Methods: MTT assay determined the IC50 of murine breast cancer 4T1-luc2 cells, and tube formation assay compared tube length of HUVEC cells when exposed to treatment. 4T1-luc2 cells were orthotopically implanted in female Balb/C mice 76 weeks of age. Tumor size was measured by caliper and bioluminescent imaging. Mice were randomized based on tumor size on day 1. Triplatin (0.3mg/kg), TriplatinNC (25mg/kg) or Saline was given ip on Day 1, 5, 9 and mice were sacrificed on Day 20. Lung metastasis was evaluated by ex vivo imaging. Pancreatic cancer peritoneal carcinomatosis, generated by ip injection of 1 million panc02-luc cells into C57/Blk6 mice, was used as a distant metastasis model.

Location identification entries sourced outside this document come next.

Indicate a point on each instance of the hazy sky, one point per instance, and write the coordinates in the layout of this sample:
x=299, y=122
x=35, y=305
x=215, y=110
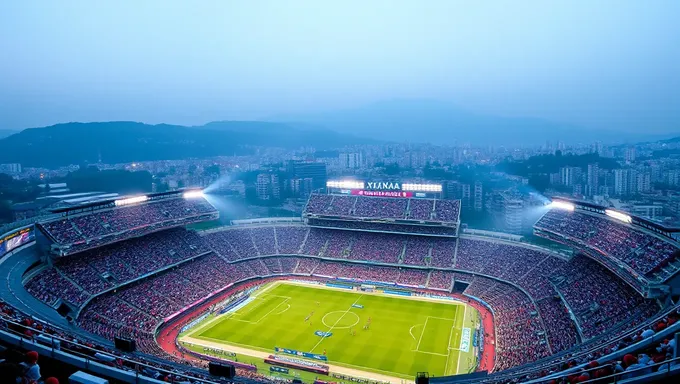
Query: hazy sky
x=602, y=64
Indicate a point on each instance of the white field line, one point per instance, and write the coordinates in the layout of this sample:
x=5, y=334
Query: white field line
x=448, y=355
x=230, y=314
x=272, y=310
x=336, y=322
x=410, y=331
x=461, y=330
x=422, y=333
x=287, y=308
x=432, y=353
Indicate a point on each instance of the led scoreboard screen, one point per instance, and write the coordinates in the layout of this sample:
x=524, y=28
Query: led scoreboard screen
x=384, y=188
x=16, y=239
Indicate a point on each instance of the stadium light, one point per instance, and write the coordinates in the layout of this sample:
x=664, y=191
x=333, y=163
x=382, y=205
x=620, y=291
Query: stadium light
x=618, y=216
x=193, y=194
x=557, y=204
x=345, y=184
x=421, y=187
x=131, y=200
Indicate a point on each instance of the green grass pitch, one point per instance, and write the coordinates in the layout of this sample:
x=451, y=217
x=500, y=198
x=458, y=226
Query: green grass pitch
x=405, y=336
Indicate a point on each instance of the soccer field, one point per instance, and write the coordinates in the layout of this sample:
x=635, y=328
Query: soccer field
x=405, y=335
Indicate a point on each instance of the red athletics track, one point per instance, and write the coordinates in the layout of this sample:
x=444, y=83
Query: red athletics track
x=168, y=333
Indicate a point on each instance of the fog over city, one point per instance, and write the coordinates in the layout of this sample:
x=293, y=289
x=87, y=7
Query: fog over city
x=604, y=65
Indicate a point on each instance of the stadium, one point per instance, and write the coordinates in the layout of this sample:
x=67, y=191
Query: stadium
x=376, y=282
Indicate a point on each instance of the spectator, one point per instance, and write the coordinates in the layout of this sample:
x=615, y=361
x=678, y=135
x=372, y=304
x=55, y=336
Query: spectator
x=31, y=369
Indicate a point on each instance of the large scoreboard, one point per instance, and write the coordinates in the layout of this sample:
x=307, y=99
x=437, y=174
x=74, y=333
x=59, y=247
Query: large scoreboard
x=395, y=189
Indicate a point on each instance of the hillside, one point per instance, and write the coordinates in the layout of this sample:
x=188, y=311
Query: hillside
x=75, y=143
x=439, y=122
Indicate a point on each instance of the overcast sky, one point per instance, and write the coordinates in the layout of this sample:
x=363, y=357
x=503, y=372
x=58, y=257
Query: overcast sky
x=601, y=64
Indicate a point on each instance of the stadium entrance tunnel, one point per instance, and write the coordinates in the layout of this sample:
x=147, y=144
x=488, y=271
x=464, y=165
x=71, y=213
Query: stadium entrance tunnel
x=340, y=319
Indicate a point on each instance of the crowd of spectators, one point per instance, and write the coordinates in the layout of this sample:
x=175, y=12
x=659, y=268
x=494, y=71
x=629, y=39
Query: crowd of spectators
x=440, y=280
x=599, y=300
x=240, y=243
x=520, y=334
x=529, y=327
x=405, y=228
x=420, y=209
x=645, y=253
x=170, y=370
x=383, y=207
x=447, y=210
x=76, y=278
x=96, y=228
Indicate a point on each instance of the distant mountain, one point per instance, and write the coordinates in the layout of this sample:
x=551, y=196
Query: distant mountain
x=76, y=143
x=440, y=122
x=6, y=132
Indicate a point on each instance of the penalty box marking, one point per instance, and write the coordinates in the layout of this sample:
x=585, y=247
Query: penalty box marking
x=448, y=348
x=285, y=301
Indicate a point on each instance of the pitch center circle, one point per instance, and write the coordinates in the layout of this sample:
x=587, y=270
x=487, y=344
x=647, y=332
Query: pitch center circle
x=340, y=319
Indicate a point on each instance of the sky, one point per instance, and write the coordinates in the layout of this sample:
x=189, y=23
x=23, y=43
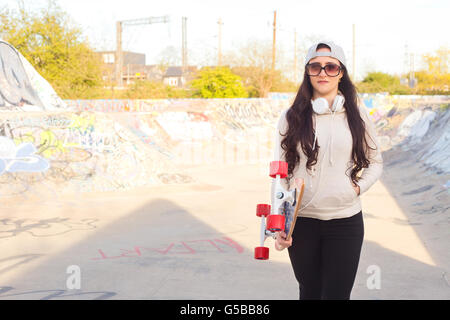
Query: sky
x=386, y=31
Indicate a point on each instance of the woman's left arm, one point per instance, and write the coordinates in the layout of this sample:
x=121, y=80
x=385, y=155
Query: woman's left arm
x=372, y=173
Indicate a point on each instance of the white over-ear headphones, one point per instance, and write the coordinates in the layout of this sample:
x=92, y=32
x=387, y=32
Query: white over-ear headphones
x=320, y=105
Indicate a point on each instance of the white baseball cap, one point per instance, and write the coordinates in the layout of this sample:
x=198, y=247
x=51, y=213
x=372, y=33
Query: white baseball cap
x=336, y=52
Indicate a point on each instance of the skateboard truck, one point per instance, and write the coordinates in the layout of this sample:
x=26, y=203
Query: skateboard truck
x=272, y=217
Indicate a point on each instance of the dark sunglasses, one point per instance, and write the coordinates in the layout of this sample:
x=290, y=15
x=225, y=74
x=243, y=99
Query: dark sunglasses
x=331, y=69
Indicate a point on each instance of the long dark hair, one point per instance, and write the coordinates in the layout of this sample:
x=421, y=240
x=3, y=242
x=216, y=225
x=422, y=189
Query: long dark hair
x=300, y=128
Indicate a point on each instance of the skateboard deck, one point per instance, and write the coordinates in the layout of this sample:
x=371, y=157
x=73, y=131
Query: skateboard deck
x=290, y=211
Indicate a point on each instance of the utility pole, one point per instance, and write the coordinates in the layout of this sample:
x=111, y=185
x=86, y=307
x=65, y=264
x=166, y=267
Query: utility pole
x=119, y=54
x=412, y=80
x=119, y=29
x=295, y=56
x=219, y=60
x=354, y=53
x=184, y=44
x=274, y=40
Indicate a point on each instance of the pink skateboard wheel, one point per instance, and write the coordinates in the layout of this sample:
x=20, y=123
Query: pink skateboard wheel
x=278, y=168
x=262, y=210
x=261, y=253
x=275, y=222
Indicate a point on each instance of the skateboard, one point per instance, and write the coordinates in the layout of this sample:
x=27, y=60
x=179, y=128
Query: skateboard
x=282, y=214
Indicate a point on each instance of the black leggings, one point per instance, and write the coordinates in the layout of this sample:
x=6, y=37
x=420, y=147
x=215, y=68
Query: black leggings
x=325, y=256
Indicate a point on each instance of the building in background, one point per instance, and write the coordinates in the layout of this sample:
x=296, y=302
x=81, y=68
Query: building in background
x=175, y=77
x=134, y=68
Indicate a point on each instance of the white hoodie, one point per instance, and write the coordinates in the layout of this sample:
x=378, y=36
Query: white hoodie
x=328, y=190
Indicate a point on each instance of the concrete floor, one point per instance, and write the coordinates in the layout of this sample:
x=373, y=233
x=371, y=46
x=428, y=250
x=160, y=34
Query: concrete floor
x=196, y=241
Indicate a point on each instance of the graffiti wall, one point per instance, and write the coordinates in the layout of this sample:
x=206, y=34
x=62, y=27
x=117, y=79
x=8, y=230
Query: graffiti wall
x=102, y=145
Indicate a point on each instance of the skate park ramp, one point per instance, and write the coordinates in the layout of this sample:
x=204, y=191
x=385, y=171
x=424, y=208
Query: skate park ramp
x=155, y=199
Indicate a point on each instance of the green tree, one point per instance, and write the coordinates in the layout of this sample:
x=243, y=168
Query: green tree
x=56, y=49
x=382, y=82
x=218, y=82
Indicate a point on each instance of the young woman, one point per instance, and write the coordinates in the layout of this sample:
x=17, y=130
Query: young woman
x=328, y=140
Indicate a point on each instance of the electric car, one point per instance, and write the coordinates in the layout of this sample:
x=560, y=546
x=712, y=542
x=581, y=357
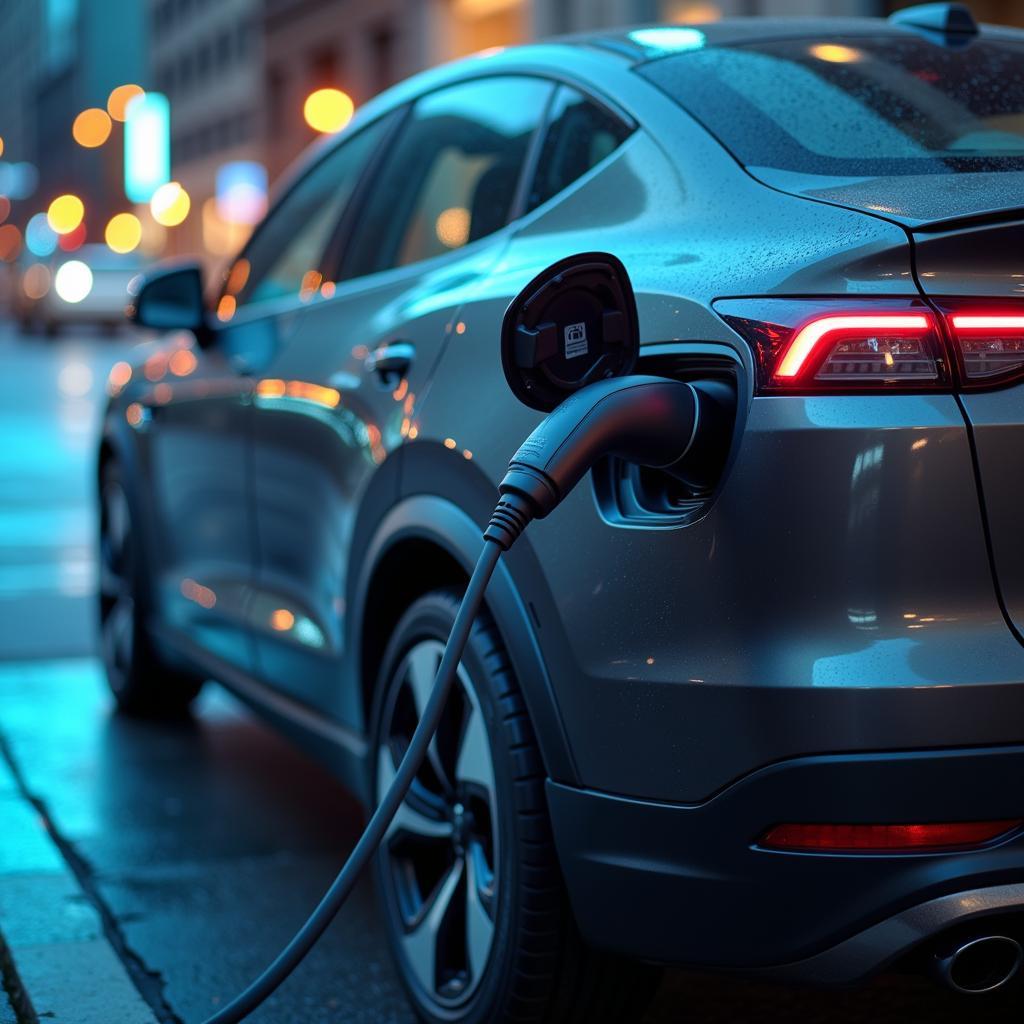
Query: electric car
x=764, y=715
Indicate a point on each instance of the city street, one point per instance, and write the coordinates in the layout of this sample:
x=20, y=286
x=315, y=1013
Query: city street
x=205, y=843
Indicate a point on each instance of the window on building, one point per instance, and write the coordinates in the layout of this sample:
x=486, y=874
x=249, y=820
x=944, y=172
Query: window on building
x=382, y=39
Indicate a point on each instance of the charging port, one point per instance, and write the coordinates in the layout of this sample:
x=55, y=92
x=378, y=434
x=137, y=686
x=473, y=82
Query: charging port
x=629, y=495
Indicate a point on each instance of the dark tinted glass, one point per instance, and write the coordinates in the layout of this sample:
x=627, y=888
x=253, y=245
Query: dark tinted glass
x=453, y=174
x=293, y=241
x=857, y=105
x=580, y=135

Results:IC50 of 4T1-luc cells at 24, 48, and 72h were 89, 25, and 9µM for Triplatin, and 61, 24, and 8µM for TriplatinNC. Tube formation at 10µM concentration of Triplatin and TriplatinNC, using the student’s t-test a significant difference was found between groups, p=0.005 and p=0.002. Additionally 0.1µM TriplatinNC was statistically significant, p=0.003. In 4T1-luc2 implanted model, Triplatin and TriplatinNC suppressed tumor size to 20% and 43% of the control respectively, by Day 20. Bioluminescent imaging on Day 7 demonstrated reduced tumor growth in Triplatin and TriplatinNC to 54% and 57% of the control, respectively. However, imaging data turned out to be inaccurate after day 10 due to ulceration and necrosis of the tumor. Triplatin and TriplatinNC significantly reduced the amount of lung metastasis to 14% and 21% of the control, respectively. In pancreatic cancer peritoneal carcinomatosis model, Triplatin reduced carcinomatosis to 14% and 35% of the control, TriplatinNC by 39% and 39% of the control, in female and male mice on Day 9, respectively.
Conclusion: Both Triplatin and TriplatinNC effectively suppressed 4T1-luc2 breast cancer cell growth, and angiogenesis in vitro. Both agents demonstrated growth suppression of the primary tumor. However, striking effects were observed in advanced models, both lung metastasis and peritoneal carcinomatosis. New platinum compounds with anti-angiogenic properties warrant further investigation for advanced metastatic cancer.